Confession
- Jack Knudson
- Apr 27, 2022
- 4 min read
By Jack Knudson
My knees sunk into the velvet bar, and my forearms rested on another. I folded my hands, ramming my palms together until it hurt. Even though the other side of the latticed screen was empty, I felt like groveling to no one.
I wondered what he would have me do. Bow 1,000 times? Kiss a cross every hour of every day until I die? I hoped I wouldn’t have to do that one gesture where they bow a knee next to the long seats. My legs already ached.
I heard a door unlatch; someone entered the room ahead with a slow shuffle. I straightened my posture and cleared my throat, as if the big man upstairs had come downstairs to declare my verdict.
“Good morning,” a quiet voice offered. It was a voice that carried authority. I figured it had dedicated much of its life to sermons.
“Um, good morning, sir. Er, Father.”
A raspy laugh came through the screen, nearly developing into a cough.

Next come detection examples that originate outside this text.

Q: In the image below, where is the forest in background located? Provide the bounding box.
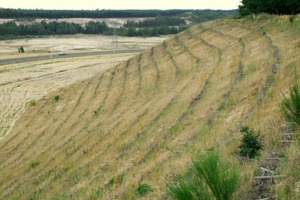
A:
[0,9,238,40]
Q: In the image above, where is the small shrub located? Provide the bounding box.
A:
[91,187,103,199]
[239,126,263,158]
[281,84,300,127]
[289,15,297,24]
[136,183,153,196]
[28,99,36,107]
[54,95,60,102]
[18,46,25,53]
[31,161,40,168]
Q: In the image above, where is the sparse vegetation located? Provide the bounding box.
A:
[168,151,240,200]
[18,46,25,53]
[54,95,60,102]
[0,16,299,200]
[28,99,36,107]
[136,183,153,196]
[281,84,300,127]
[31,161,40,168]
[239,126,263,159]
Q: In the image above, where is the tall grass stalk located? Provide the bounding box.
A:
[168,151,239,200]
[281,84,300,127]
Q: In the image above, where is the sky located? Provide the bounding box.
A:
[0,0,240,10]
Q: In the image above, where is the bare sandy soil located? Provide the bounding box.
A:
[0,35,166,137]
[0,34,168,59]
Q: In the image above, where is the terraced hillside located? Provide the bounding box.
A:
[0,53,139,140]
[0,16,300,199]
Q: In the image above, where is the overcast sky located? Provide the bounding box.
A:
[0,0,240,10]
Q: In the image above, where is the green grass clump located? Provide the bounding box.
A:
[239,126,263,159]
[30,161,40,168]
[281,84,300,127]
[136,183,153,196]
[54,95,60,102]
[28,99,36,107]
[167,151,239,200]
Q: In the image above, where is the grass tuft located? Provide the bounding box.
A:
[281,84,300,127]
[167,151,239,200]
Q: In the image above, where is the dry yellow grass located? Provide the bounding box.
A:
[0,16,300,199]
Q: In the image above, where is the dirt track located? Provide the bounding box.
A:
[0,35,166,139]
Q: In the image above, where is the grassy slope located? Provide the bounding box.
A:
[0,16,300,199]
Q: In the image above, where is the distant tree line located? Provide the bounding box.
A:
[0,9,237,39]
[0,8,192,19]
[124,16,186,28]
[189,10,238,23]
[239,0,300,16]
[0,21,187,39]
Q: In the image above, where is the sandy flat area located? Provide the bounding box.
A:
[0,34,168,59]
[0,35,168,139]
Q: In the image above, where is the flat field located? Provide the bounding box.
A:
[0,35,166,139]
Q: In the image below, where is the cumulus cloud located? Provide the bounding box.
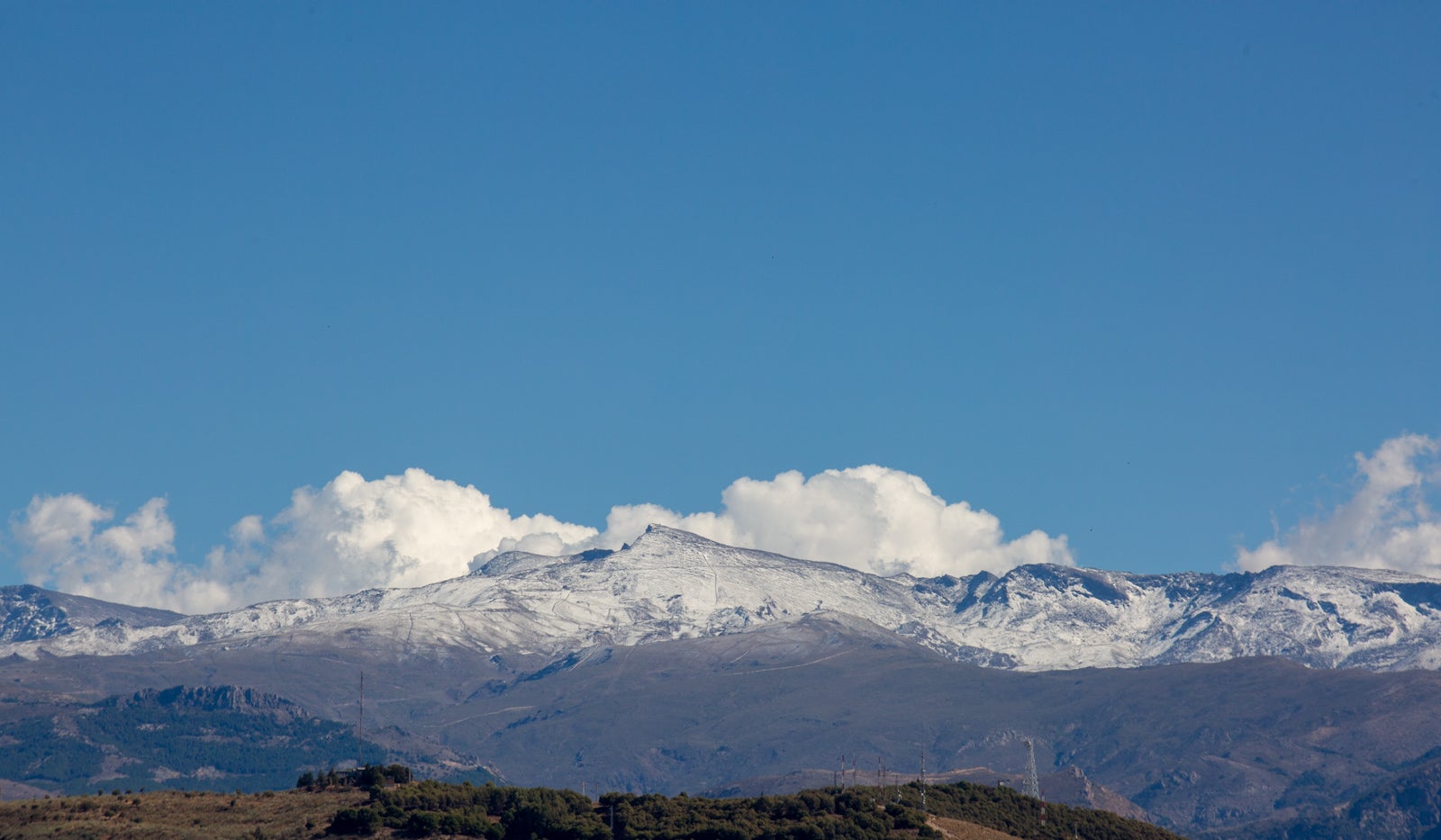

“No need to be anxious,” he said after he recovered. My mouth was zipped shut, because if I said something wrong, I was sure it was a one way ticket to Hell.
“Tell me, do you know how to make the sign of the Cross?” he asked.
I should’ve known the answer to this question. It was one of those questions that’s a shoo-in. I racked my brain for no longer than five seconds, and said “no, Father”.
“Place your fingers to your forehead.”
I did as he told, holding them there as if to pluck something from my brow.
“Down to your chest... and over to your left shoulder.”
I began to move them to my right shoulder for some odd reason, but quickly stumbled back towards the left. I nearly cursed before I remembered where I was.
“Finally, over to your right shoulder.”
For a moment, I was surprised at how effortless of a motion it was. It wasn’t the kind of peculiar sign language I thought it would be, where I would have to memorize hundreds of patterns from a booklet as heavy as a cinderblock.
“How long has it been since your last confession?” the voice asked.
He could definitely tell from the start how ignorant I was when it came to this stuff. Why else would he ask that?
“Well, Father, this is my first confession.”
Silence congested the box like a thick layer of incense smoke.
“I commend you for coming here today. It wasn’t easy, I’m sure. What sins burdens you? Through God, you will be absolved of them.”
I never had a plan on how I would break the news to anyone. As sick as it made me, I knew I had to confess. It couldn’t bear it any longer.
“You see, Father, I… I don’t know if I can let it out of my system.”
“I understand. Though I cannot force you to stay here, know that God will forgive you in the end. He does not flinch from anyone, no matter the sins you have committed.”
I couldn’t believe that this God’d forgive anything. Surely I wouldn’t get off scot-free, but if I kept this burden forever…
“I saw someone who needed help. Real bad, Father.”
It was like prying my teeth out, but worse. “And I let them get hurt. I don’t know why, but I chose to ignore them.”
I didn’t tell him about how the rain battered the ground that day, or how terrified I was that I averted my gaze like a coward.
He probably wanted me to say more, because he didn’t say a word. He left me to consider what I had failed to do, and I hated that. I began to hazily wonder about all of the sins he heard in his old age, and how he lived with them forever, not unlike the way I lived with mine.
“Are there any other sins you wish to be absolved of?” he asked at some point in his empathetic hum, a twinge of sympathy in his tone.
There probably were, but I said no. I had done what I wanted to do, yet I still could barely think straight.
He gave me a ‘penance’, and then had me recite some prayer. It all sounded like static in my ears. Then he said something profound, I was pretty sure of it, because I said “thank you.” Eventually, though, I sensed that he had left. I didn’t know how long I had been kneeling. Minutes? Hours?
My feet fell asleep. My chest felt full, and fuller by the minute. For whatever reason, the lump in my throat rose until it came knocking at my lips. I couldn’t keep them shut no matter how hard I tried.
“I’m sorry,” I said to someone. But I didn’t know who.
Jack Knudson is a student studying journalism at Ohio University. His favorite book genre is historical fiction.